Info on Indications for Bactrim
Bactrim contains two different antibiotics, sulfamethoxazole and trimethoprim. Sulfamethoxazole belongs to a group of drugs known as sulfonamides ("sulfa" drugs). Trimethoprim does not belong to a specific class of medications. These two antibiotics work in different but similar ways. Essentially, both sulfamethoxazole and trimethoprim work by inhibiting the production of folic acid in bacteria, although they work in different stages of folic acid production. Folic acid is important for making proteins and DNA. Because humans obtain folic acid from the diet (and bacteria cannot), human cells are less affected by Bactrim.
Combining sulfamethoxazole with trimethoprim increases the effectiveness and decreases the chance of antibiotic resistance (when bacteria develop the ability to resist antibiotics).

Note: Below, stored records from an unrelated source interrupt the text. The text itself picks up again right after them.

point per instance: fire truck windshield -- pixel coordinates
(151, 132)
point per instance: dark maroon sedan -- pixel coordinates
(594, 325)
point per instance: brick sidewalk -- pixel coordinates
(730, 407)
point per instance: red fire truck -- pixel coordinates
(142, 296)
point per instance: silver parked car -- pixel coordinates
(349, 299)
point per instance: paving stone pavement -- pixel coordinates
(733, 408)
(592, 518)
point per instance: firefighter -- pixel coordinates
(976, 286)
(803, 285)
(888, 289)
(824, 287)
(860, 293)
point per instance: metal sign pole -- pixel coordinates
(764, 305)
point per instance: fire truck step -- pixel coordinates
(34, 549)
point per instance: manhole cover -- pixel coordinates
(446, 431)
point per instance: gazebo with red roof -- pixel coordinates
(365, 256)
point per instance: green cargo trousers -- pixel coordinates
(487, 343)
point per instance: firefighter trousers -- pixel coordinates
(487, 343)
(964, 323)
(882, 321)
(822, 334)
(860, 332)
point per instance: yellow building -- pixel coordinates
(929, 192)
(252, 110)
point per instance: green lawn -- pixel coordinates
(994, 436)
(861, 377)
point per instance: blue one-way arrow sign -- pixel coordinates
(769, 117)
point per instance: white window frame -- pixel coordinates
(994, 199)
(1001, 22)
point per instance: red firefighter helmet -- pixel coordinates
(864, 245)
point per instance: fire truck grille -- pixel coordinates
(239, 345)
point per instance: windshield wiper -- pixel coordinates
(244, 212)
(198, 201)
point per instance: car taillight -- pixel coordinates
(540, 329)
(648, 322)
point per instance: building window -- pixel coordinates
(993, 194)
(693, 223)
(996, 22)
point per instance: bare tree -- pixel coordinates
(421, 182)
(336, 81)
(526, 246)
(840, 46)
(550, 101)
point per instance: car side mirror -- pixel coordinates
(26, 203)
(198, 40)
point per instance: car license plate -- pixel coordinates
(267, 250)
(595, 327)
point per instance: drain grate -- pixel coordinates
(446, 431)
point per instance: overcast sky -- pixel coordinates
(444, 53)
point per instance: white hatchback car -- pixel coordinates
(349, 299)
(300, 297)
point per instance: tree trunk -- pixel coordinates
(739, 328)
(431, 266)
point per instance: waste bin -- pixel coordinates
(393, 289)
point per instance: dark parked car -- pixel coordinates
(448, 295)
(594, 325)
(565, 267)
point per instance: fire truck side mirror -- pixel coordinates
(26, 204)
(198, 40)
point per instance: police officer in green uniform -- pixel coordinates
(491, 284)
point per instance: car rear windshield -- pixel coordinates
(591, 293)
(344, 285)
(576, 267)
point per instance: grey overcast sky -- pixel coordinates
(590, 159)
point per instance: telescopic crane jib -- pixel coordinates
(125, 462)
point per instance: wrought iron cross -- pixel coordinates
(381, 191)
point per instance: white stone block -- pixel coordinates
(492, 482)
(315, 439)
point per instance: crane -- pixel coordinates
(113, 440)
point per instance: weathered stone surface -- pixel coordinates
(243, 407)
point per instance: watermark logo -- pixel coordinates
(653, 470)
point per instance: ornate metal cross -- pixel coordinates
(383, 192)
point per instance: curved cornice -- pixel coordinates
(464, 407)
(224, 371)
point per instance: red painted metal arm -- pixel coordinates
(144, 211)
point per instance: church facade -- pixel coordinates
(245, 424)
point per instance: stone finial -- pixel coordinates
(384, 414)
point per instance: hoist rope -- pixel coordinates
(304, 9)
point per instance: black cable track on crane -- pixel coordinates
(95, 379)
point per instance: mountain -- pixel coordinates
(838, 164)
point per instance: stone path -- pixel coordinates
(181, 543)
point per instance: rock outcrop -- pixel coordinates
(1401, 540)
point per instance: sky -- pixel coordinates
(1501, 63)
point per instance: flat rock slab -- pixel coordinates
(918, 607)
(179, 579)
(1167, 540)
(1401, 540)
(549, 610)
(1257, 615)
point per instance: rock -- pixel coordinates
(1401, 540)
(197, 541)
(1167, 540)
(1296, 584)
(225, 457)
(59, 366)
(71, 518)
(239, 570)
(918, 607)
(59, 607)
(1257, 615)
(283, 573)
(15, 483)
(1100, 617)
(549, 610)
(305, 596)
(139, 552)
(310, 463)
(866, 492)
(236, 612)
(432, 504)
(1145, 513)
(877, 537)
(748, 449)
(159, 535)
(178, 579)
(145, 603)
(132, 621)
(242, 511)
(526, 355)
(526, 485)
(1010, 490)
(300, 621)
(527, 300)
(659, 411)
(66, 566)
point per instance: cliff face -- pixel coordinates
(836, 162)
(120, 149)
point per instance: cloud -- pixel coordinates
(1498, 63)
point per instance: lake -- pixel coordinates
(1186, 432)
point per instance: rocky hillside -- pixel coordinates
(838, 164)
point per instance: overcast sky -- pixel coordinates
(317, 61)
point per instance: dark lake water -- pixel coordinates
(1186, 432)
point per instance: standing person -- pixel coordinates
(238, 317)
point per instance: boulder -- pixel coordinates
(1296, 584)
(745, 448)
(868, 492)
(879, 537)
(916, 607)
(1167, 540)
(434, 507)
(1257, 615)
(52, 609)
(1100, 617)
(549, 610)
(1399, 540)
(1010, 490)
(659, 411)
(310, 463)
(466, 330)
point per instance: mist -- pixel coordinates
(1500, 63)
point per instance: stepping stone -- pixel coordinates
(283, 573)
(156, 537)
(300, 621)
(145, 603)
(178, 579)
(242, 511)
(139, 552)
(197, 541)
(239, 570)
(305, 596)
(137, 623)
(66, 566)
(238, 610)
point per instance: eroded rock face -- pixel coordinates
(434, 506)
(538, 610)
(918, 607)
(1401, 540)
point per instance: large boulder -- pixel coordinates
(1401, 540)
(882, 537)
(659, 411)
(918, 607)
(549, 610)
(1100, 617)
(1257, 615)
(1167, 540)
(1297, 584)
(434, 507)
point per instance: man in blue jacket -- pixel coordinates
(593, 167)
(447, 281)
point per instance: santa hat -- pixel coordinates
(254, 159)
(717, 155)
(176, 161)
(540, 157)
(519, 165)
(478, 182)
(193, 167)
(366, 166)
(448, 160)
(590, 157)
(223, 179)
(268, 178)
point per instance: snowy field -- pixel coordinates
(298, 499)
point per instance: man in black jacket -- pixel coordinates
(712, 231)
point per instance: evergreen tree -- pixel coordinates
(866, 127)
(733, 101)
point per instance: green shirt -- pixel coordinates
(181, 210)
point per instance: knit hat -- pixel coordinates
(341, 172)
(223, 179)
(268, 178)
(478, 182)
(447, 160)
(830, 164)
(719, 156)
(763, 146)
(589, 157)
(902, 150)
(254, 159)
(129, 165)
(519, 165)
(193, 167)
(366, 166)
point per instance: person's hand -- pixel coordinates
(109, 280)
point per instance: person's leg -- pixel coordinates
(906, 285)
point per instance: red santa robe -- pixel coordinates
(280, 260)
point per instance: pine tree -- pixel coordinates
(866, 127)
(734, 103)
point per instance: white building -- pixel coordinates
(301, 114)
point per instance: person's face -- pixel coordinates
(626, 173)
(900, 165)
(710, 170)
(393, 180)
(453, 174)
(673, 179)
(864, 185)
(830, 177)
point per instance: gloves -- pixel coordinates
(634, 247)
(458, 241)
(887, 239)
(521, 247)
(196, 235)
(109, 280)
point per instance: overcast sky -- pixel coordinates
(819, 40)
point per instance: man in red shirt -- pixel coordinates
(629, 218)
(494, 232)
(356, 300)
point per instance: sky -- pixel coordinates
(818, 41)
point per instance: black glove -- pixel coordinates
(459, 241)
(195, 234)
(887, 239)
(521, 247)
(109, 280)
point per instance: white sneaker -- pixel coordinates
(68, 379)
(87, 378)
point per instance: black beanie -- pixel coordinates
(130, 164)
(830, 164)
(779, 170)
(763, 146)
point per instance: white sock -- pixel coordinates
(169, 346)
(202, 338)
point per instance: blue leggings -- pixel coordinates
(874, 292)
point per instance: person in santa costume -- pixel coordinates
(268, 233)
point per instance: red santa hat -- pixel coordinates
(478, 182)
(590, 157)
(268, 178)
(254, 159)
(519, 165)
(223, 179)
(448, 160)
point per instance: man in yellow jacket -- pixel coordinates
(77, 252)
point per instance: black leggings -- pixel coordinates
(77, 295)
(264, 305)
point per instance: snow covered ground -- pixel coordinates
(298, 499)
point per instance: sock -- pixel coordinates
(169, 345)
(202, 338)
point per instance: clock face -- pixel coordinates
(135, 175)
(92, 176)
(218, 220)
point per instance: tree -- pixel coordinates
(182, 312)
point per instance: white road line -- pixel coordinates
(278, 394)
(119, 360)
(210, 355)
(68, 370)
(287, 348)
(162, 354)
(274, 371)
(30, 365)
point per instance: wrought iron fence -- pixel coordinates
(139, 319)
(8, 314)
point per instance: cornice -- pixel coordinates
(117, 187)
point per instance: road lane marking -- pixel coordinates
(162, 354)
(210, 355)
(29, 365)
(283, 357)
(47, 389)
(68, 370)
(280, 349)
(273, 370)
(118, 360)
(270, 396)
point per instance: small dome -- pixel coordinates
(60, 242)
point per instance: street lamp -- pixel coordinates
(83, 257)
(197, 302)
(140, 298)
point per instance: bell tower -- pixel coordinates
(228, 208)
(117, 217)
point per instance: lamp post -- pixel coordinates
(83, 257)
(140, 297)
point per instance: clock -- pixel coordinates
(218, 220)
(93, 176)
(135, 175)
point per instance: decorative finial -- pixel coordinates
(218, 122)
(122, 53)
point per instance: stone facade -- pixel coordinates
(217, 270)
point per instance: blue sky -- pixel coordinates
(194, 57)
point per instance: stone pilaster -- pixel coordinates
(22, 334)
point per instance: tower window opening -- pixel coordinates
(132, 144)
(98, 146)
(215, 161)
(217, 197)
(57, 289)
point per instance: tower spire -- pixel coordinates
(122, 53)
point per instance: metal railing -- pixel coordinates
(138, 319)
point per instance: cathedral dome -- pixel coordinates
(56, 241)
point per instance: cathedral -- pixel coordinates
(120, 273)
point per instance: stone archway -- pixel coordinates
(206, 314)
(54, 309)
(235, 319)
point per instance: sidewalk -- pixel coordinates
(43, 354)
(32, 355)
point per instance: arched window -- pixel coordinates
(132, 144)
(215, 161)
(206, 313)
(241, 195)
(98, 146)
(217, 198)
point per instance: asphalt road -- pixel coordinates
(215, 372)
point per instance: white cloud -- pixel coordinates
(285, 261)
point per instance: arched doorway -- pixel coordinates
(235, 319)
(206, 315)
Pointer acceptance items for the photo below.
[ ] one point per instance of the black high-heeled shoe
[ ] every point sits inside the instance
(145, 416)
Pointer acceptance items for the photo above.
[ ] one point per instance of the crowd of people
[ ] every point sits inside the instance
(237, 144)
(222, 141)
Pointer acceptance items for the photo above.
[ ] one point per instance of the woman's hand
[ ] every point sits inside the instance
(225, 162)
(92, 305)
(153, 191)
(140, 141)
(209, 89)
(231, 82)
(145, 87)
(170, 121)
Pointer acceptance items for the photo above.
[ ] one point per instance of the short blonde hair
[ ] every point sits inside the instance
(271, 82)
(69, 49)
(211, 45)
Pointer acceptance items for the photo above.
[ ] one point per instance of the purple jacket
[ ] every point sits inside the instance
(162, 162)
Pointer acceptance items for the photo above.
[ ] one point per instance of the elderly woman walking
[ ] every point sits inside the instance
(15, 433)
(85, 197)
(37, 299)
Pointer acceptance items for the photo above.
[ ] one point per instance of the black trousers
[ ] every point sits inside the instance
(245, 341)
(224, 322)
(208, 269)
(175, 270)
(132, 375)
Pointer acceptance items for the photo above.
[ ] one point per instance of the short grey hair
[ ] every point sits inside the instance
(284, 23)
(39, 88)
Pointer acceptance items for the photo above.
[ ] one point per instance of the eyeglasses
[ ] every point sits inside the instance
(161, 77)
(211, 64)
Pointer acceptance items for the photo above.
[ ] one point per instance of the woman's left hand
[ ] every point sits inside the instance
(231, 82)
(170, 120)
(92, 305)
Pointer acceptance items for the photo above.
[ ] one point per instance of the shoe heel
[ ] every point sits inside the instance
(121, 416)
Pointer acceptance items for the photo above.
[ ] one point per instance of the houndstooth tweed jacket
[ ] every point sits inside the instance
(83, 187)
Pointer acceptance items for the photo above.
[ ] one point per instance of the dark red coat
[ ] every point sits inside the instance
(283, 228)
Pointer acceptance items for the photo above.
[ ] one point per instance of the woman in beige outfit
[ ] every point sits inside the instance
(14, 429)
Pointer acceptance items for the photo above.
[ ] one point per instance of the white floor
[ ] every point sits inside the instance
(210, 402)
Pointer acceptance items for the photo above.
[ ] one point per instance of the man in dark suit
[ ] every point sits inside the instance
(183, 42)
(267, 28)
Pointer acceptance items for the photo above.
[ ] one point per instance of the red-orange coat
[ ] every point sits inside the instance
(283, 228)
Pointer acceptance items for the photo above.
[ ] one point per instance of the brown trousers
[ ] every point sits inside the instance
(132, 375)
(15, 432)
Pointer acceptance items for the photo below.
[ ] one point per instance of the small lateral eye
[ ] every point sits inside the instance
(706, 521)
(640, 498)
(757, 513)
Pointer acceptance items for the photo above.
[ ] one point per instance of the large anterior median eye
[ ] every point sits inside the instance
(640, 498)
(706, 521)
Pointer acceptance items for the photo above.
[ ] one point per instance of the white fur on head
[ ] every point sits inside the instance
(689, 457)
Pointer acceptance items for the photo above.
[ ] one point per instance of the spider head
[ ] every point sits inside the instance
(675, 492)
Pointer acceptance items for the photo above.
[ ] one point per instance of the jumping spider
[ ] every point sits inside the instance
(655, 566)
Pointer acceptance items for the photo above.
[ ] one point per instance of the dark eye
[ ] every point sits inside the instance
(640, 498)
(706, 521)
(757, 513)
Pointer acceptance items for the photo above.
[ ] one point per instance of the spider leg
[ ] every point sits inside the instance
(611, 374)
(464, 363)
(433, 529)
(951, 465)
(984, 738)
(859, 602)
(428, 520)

Bactrim is approved to treat urinary tract infections, ear infections, shigellosis, and Pneumocystis carinii pneumonia in children at least two months old. It is also approved for Pneumocystis carinii pneumonia prevention in children at least two months old. Bactrim should never be used in children under two months old.
On occasion, your healthcare provider may recommend Bactrim for something other than the conditions discussed in this article. Bactrim is frequently used off-label to treat many other types of infections, particularly if they are caused by bacteria that are susceptible to Bactrim. Also, using the drug to prevent (instead of treat) any type of infection other than Pneumocystis carinii pneumonia is considered to be an off-label Bactrim use. Bactrim is sometimes used off-label for the treatment of acne.